Safety over EtherCAT | Description of the technology

Safety over EtherCAT | Description of the technology

A basic principle for testing and certification of bus systems for transferring safety-relevant messages was first presented in 2000 by the HVBG electrical engineering committee. The basic testing principle specified in the current version [GS-ET-26] is the basis for the international pre-IEC 61784-3 standard. This standard defines the following error assumptions for such a network: corruption, repetition, interchanging, loss, delay, insertion, masquerading and invalid addressing of messages.A safety protocol must be able to handle all these errors via suitable measures, i.e. they must be detected according to the required safety category.

Safety over EtherCAT | Software

The message delay assumption is particularly relevant for Ethernet-based systems. The application of non-safety-certified infrastructure components such as switches or routers creates scope for message delays. Even time monitoring (watchdog) of arriving messages is not sufficient.


The Safety over EtherCAT protocol has been assessed by German Technical Inspection Agency (TÜV). It is certified as a protocol for transferring process data between Safety over EtherCAT devices up to SIL 3 according to IEC 61508. The implementation of the Safety over EtherCAT protocol in a device must meet the requirements of the safety target. The associated product-specific requirements must be taken into account.

Any transmission link can be used, including fieldbus systems, Ethernet or similar transfer routes, optical fiber cables, copper cables, or radio links. There are no restrictions or requirements for Bus Couplers or other devices located along the transfer route. A conformance test for supporting implementation of the protocol in devices is currently being developed. This test is a pure protocol test for checking the behavior of the safety protocol via the communication interface of a test device (black box test).

Safety over EtherCAT | Test

The first step is reading the device description file of the test device in order to determine the possible parameters for the test. Test scripts from a configuration can then be executed on a standard PC. The test device is subjected to correct and faulty frames and the response is compared with an expected result. A test report summarizes the results of the individual test steps.

Application example

The safety and functionality of a safe transfer protocol can only be proven through implementation of the specification in a product. Devices with Safety over EtherCAT have been available since 2005. Safety over EtherCAT is therefore one of the first Industrial Ethernet real-time communication systems supporting a safe protocol.
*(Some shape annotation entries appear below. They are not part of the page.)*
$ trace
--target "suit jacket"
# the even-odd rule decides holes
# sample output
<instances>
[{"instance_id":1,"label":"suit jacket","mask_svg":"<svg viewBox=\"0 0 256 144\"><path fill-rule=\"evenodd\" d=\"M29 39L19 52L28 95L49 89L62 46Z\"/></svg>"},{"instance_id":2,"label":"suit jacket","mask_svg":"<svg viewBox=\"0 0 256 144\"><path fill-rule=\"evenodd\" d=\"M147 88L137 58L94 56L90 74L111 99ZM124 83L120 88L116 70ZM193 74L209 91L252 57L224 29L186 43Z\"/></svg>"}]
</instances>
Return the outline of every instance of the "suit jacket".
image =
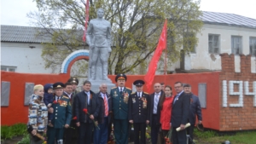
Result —
<instances>
[{"instance_id":1,"label":"suit jacket","mask_svg":"<svg viewBox=\"0 0 256 144\"><path fill-rule=\"evenodd\" d=\"M190 112L189 119L191 125L195 125L195 115L197 116L198 120L202 120L199 99L195 95L190 94Z\"/></svg>"},{"instance_id":2,"label":"suit jacket","mask_svg":"<svg viewBox=\"0 0 256 144\"><path fill-rule=\"evenodd\" d=\"M112 98L112 110L114 119L128 119L128 103L124 102L124 93L131 95L131 89L124 87L123 94L120 94L118 87L112 88L110 96Z\"/></svg>"},{"instance_id":3,"label":"suit jacket","mask_svg":"<svg viewBox=\"0 0 256 144\"><path fill-rule=\"evenodd\" d=\"M143 107L143 101L147 101L146 107ZM131 94L129 97L129 113L128 120L133 120L133 123L146 123L149 120L150 99L148 93L142 92L142 98L139 98L137 92Z\"/></svg>"},{"instance_id":4,"label":"suit jacket","mask_svg":"<svg viewBox=\"0 0 256 144\"><path fill-rule=\"evenodd\" d=\"M93 115L95 121L97 121L97 117L100 110L100 103L98 97L95 95L95 93L90 90L90 106L86 104L88 101L88 96L84 91L81 91L75 95L74 107L75 107L75 117L77 117L76 122L88 122L92 123L93 121L89 118L89 114L86 114L83 110L87 108L88 112Z\"/></svg>"},{"instance_id":5,"label":"suit jacket","mask_svg":"<svg viewBox=\"0 0 256 144\"><path fill-rule=\"evenodd\" d=\"M158 101L158 104L157 104L157 124L160 124L160 100L161 99L161 97L164 96L164 93L161 91L160 96L159 98ZM149 113L150 113L150 120L149 120L149 125L152 126L152 118L153 118L153 110L154 110L154 93L151 94L149 95L150 97L150 110L149 110Z\"/></svg>"},{"instance_id":6,"label":"suit jacket","mask_svg":"<svg viewBox=\"0 0 256 144\"><path fill-rule=\"evenodd\" d=\"M111 114L112 114L112 99L110 95L106 93L108 97L108 124L111 122ZM104 104L104 99L102 97L101 92L96 94L96 95L98 97L99 103L100 103L100 111L99 111L99 116L98 116L98 123L102 124L103 118L105 117L105 104Z\"/></svg>"},{"instance_id":7,"label":"suit jacket","mask_svg":"<svg viewBox=\"0 0 256 144\"><path fill-rule=\"evenodd\" d=\"M190 96L182 92L176 101L175 98L176 96L172 103L171 123L172 126L179 127L180 124L186 124L189 122Z\"/></svg>"},{"instance_id":8,"label":"suit jacket","mask_svg":"<svg viewBox=\"0 0 256 144\"><path fill-rule=\"evenodd\" d=\"M67 93L63 92L63 95L67 96L67 97L69 97L67 95ZM73 93L72 93L71 95L71 98L69 98L69 101L70 101L70 103L71 103L71 108L72 108L72 118L74 117L75 115L75 112L74 112L74 105L73 105L73 99L74 99L74 95Z\"/></svg>"},{"instance_id":9,"label":"suit jacket","mask_svg":"<svg viewBox=\"0 0 256 144\"><path fill-rule=\"evenodd\" d=\"M53 96L53 100L55 100L55 96ZM51 105L51 107L54 109L51 123L55 129L63 128L63 125L65 124L70 125L70 121L72 119L72 110L69 97L62 95L60 100L61 101L59 101L59 102L53 102Z\"/></svg>"}]
</instances>

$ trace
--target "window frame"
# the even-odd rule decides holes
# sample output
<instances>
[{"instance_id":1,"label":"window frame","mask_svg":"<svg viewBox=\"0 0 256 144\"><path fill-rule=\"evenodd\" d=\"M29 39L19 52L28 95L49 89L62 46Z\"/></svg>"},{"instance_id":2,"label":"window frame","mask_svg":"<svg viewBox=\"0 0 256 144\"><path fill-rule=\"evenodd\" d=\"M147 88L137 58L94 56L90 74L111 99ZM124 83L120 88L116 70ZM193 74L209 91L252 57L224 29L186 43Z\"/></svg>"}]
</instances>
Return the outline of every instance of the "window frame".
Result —
<instances>
[{"instance_id":1,"label":"window frame","mask_svg":"<svg viewBox=\"0 0 256 144\"><path fill-rule=\"evenodd\" d=\"M213 41L212 41L212 51L210 51L210 39L209 36L218 37L218 52L215 53L215 46L214 46L214 37L212 38ZM208 33L208 53L209 54L220 54L220 34L214 34L214 33Z\"/></svg>"},{"instance_id":2,"label":"window frame","mask_svg":"<svg viewBox=\"0 0 256 144\"><path fill-rule=\"evenodd\" d=\"M241 50L239 51L239 54L236 54L235 50L233 50L233 46L235 46L235 44L236 45L237 43L233 43L233 38L234 37L240 37L241 38ZM231 36L231 54L234 54L235 55L239 55L241 54L242 54L242 37L241 36Z\"/></svg>"},{"instance_id":3,"label":"window frame","mask_svg":"<svg viewBox=\"0 0 256 144\"><path fill-rule=\"evenodd\" d=\"M255 45L254 45L254 48L253 48L253 49L254 49L254 50L253 50L254 54L253 55L252 54L253 49L251 49L252 39L255 40ZM256 37L249 37L249 50L250 50L250 55L252 56L256 56Z\"/></svg>"}]
</instances>

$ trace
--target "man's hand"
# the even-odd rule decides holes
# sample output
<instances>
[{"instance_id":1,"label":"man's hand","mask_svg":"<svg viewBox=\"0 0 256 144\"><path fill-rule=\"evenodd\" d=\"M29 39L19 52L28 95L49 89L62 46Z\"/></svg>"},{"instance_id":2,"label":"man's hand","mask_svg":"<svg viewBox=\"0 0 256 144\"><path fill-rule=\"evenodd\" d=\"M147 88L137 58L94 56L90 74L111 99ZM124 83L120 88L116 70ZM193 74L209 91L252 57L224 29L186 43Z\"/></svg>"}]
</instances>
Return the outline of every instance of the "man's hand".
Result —
<instances>
[{"instance_id":1,"label":"man's hand","mask_svg":"<svg viewBox=\"0 0 256 144\"><path fill-rule=\"evenodd\" d=\"M92 115L92 114L90 114L90 118L91 120L93 120L93 119L94 119L94 117L93 117L93 115Z\"/></svg>"},{"instance_id":2,"label":"man's hand","mask_svg":"<svg viewBox=\"0 0 256 144\"><path fill-rule=\"evenodd\" d=\"M48 112L53 113L53 108L52 108L52 107L49 108L49 109L48 109Z\"/></svg>"},{"instance_id":3,"label":"man's hand","mask_svg":"<svg viewBox=\"0 0 256 144\"><path fill-rule=\"evenodd\" d=\"M133 124L133 120L129 120L129 123Z\"/></svg>"},{"instance_id":4,"label":"man's hand","mask_svg":"<svg viewBox=\"0 0 256 144\"><path fill-rule=\"evenodd\" d=\"M94 49L94 44L90 44L90 49Z\"/></svg>"},{"instance_id":5,"label":"man's hand","mask_svg":"<svg viewBox=\"0 0 256 144\"><path fill-rule=\"evenodd\" d=\"M69 125L68 124L65 124L65 128L67 129L67 128L68 128L69 127Z\"/></svg>"},{"instance_id":6,"label":"man's hand","mask_svg":"<svg viewBox=\"0 0 256 144\"><path fill-rule=\"evenodd\" d=\"M95 126L97 126L99 124L98 124L98 121L96 121L95 122Z\"/></svg>"},{"instance_id":7,"label":"man's hand","mask_svg":"<svg viewBox=\"0 0 256 144\"><path fill-rule=\"evenodd\" d=\"M180 124L180 130L183 130L185 129L185 125L184 124Z\"/></svg>"},{"instance_id":8,"label":"man's hand","mask_svg":"<svg viewBox=\"0 0 256 144\"><path fill-rule=\"evenodd\" d=\"M80 122L76 123L77 126L79 127L80 126Z\"/></svg>"},{"instance_id":9,"label":"man's hand","mask_svg":"<svg viewBox=\"0 0 256 144\"><path fill-rule=\"evenodd\" d=\"M37 130L33 130L31 132L31 134L32 134L32 135L37 135Z\"/></svg>"}]
</instances>

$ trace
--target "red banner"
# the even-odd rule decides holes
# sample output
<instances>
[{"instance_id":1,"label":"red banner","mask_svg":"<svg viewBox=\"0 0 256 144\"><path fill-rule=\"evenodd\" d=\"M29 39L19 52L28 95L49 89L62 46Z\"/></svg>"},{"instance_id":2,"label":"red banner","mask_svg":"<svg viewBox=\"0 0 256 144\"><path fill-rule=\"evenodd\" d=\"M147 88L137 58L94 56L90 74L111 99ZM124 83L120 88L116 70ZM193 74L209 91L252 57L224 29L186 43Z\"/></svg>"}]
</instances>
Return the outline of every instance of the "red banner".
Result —
<instances>
[{"instance_id":1,"label":"red banner","mask_svg":"<svg viewBox=\"0 0 256 144\"><path fill-rule=\"evenodd\" d=\"M83 36L83 40L84 42L86 41L86 31L87 31L87 25L88 25L88 21L89 21L89 0L86 1L86 5L85 5L85 23L84 23L84 36Z\"/></svg>"},{"instance_id":2,"label":"red banner","mask_svg":"<svg viewBox=\"0 0 256 144\"><path fill-rule=\"evenodd\" d=\"M152 85L152 83L154 81L155 71L157 68L157 63L159 61L159 59L161 56L163 49L166 49L166 37L167 37L167 20L166 19L164 27L161 32L161 35L158 41L157 48L154 51L154 54L151 59L151 61L148 66L148 70L147 74L145 75L145 82L146 82L146 87L148 88L148 90L150 90L150 87Z\"/></svg>"}]
</instances>

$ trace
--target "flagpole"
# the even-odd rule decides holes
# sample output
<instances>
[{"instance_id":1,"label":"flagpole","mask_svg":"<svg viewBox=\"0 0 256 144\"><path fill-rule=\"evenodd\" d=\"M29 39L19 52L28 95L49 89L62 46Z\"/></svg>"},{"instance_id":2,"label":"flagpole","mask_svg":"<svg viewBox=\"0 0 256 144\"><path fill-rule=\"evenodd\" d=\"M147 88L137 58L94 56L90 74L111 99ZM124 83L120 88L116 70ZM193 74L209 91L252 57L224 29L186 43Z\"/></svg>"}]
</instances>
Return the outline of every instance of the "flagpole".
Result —
<instances>
[{"instance_id":1,"label":"flagpole","mask_svg":"<svg viewBox=\"0 0 256 144\"><path fill-rule=\"evenodd\" d=\"M168 26L168 25L167 25ZM167 26L166 26L166 51L165 51L165 72L164 72L164 75L165 75L165 84L166 84L166 75L167 75Z\"/></svg>"}]
</instances>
This application utilizes the benefits of the technology. The safety components are deployed wherever they are required in the automation system. Scalable local input and output components can be used in the system. An additional input or output can be extended flexibly using safety and non-safety Bus Terminals as required.

Safety over EtherCAT | TwinSAFE

The safety logic is also embedded within the network strand. A standard PLC can thus continue dealing with control tasks without a safety extension. Safe input and output functions are linked in the local safety logic in the form of an intelligent, safe Bus Terminal. This saves the costs otherwise required for an expensive safety PLC and enables scaling of the logic according to the task at hand. Only the messages between the Safety over EtherCAT master and the allocated safe slaves are routed via the non-safe, standard PLC.

Beckhoff currently offers three safe I/O components: an input terminal with four safe inputs, an output terminal with four safe outputs, and a Logic Terminal with configurable safety logic and four local safe outputs. Safety-relevant parameterization of the devices can be implemented via a safe configuration tool integrated in the standard programming environment (TwinCAT). Finally, the resulting safe parameter set is uploaded (password-monitored) to the safe logic terminal. During each startup, the Logic Terminal distributes the safe application parameters to the configured input and output terminals. This enables simple exchange of input and output terminals without having to adapt or reload the configuration.